Le 03/11/2010 09:33, Carinne Bruneton a écrit :
L'Afrique ou la poubelle à vaccins
Grippe A / mercredi 3 novembre par Chloé Demoulin

http://www.bakchich.info/L-Afrique-ou-la-poubelle-a-vaccins,12296.html

Vous êtes industriel pharmaceutique et vous ne savez que faire de vos 
vaccins contre la grippe A ? Pas d'inquiétude, l'OMS se charge d'écouler vos 
stocks.

Un haut représentant du ministère de la Santé qui se fait piquer devant une 
flopée de médias pour lancer une campagne de vaccination contre la grippe A, 
on connaît. Sauf quand la scène se passe. au Togo, en avril, et se répète, 
cet été, en République centrafricaine et au Niger.

À la baguette, l'Organisation mondiale de la santé (OMS), qui écoule les « 
généreux » dons de vaccins contre le virus H1N1 des laboratoires 
pharmaceutiques et des pays du Nord. Sur place, du côté des personnels de 
santé et des ONG, c'est l'incompréhension.
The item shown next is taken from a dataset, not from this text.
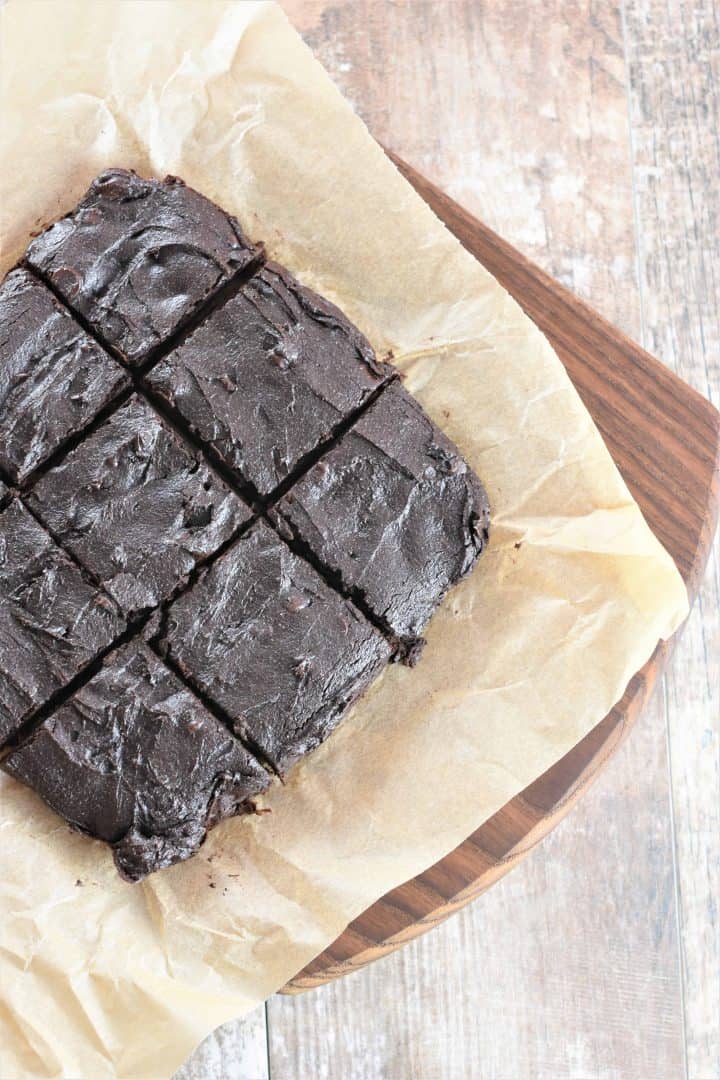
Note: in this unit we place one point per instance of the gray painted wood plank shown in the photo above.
(236, 1051)
(674, 57)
Pourquoi vacciner dans des pays 
où aucun cas de H1N1 n'a été enregistré ? L'OMS rétorque qu'il peut encore y 
avoir un risque, surtout dans les pays africains, où les populations sont 
fragiles. Étrange puisque la fin de la pandémie mondiale de grippe A a été 
déclarée le 10 août 2010, par. l'OMS, justement !
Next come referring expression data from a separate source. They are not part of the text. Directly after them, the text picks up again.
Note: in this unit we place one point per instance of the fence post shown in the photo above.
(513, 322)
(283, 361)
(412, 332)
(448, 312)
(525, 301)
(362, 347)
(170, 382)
« Ce n'est pas parce qu'aucun cas de grippe A n'a été répertorié qu'il n'y 
en a pas eu », explique doctement Gregory Hartl, le porte-parole de l'OMS 
chargé des pandémies et épidémies. Selon lui, il suffit de se fier au cas de 
l'Afrique du Sud, dont le système de détection passe pour être le plus 
performant d'Afrique : plus de 12 000 cas et 93 décès y ont été enregistrés 
en décembre 2009. « Le virus ne s'arrête pas aux frontières ! » Certes.
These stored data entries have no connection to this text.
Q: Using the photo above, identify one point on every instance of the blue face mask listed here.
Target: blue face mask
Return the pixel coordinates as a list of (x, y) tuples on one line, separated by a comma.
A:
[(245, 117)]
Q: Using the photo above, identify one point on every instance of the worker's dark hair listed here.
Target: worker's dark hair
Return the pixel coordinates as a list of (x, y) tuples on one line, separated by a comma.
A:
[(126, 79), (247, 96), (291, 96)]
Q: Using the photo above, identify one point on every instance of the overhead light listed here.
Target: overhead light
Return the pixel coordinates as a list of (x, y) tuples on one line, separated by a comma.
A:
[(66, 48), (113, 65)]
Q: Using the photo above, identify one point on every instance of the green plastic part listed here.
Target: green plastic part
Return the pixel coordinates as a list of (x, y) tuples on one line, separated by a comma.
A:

L'Institut français de veille sanitaire, qui n'a produit aucun rapport sur 
l'évolution 
du H1N1 en Afrique, estime quant à lui qu'il est « difficile d'évaluer 
l'épidémie 
dans ces pays-là ». Précisément parce qu'« on n'a pas de boule de cristal », 
raille un membre d'une ONG française. Et le même de poursuivre : « Faut-il, 
face à un ennemi invisible, vacciner sans en évaluer la pertinence et en 
identifier les risques ? »

Un spécialiste des vaccinations concède que ces campagnes anti- H1N1 en 
Afrique ne sont « pas pertinentes du tout ». D'abord parce qu'il y a 
effectivement d'autres priorités, comme le paludisme ou encore la grave 
épidémie de rougeole qui a frappé un certain nombre de pays africains à la 
même période. Ensuite parce que le vaccin contre le H1N1 offre une 
protection de courte durée comparé à d'autres vaccins. Celui contre la 
rougeole, par exemple, dont une monodose protège le patient pendant dix ans.

Pis, ces campagnes ont mis au pied du mur les professionnels de la santé 
présents sur place. Rémunération du personnel chargé d'administrer les 
vaccins, conditionnement et transport des doses : tout cela a un coût. Selon 
l'OMS, les pays donateurs ont participé à des fonds pour la mise en ouvre de 
la vaccination. Et puis, « quand on a des dons disponibles, il faut bien les 
utiliser ». Imparable.

Souvenons-nous : en janvier 2010, la polémique enfle en France autour de la 
surévaluation des stocks de vaccins contre le H1N1. Roselyne Bachelot se 
retrouve avec des millions de doses sur les bras. Au même moment, selon la 
direction générale de la Santé, la France commence discrètement à livrer à 
l'OMS 
son surplus de vaccins. Nombreux sont les pays à l'imiter, comme les 
États-Unis. Dans la foulée, les firmes pharmaceutiques font un «  geste ». 
Le laboratoire britannique GlaxoSmithKline donne 50 millions de doses à la 
grande prêtresse de l'OMS, Margaret Chan. Sanofi Pasteur, Baxter et Novartis 
promettent également 10% de leur production. La plupart des vaccins contre 
le H1N1 étant périmés à la fin 2010, c'est ça ou la poubelle !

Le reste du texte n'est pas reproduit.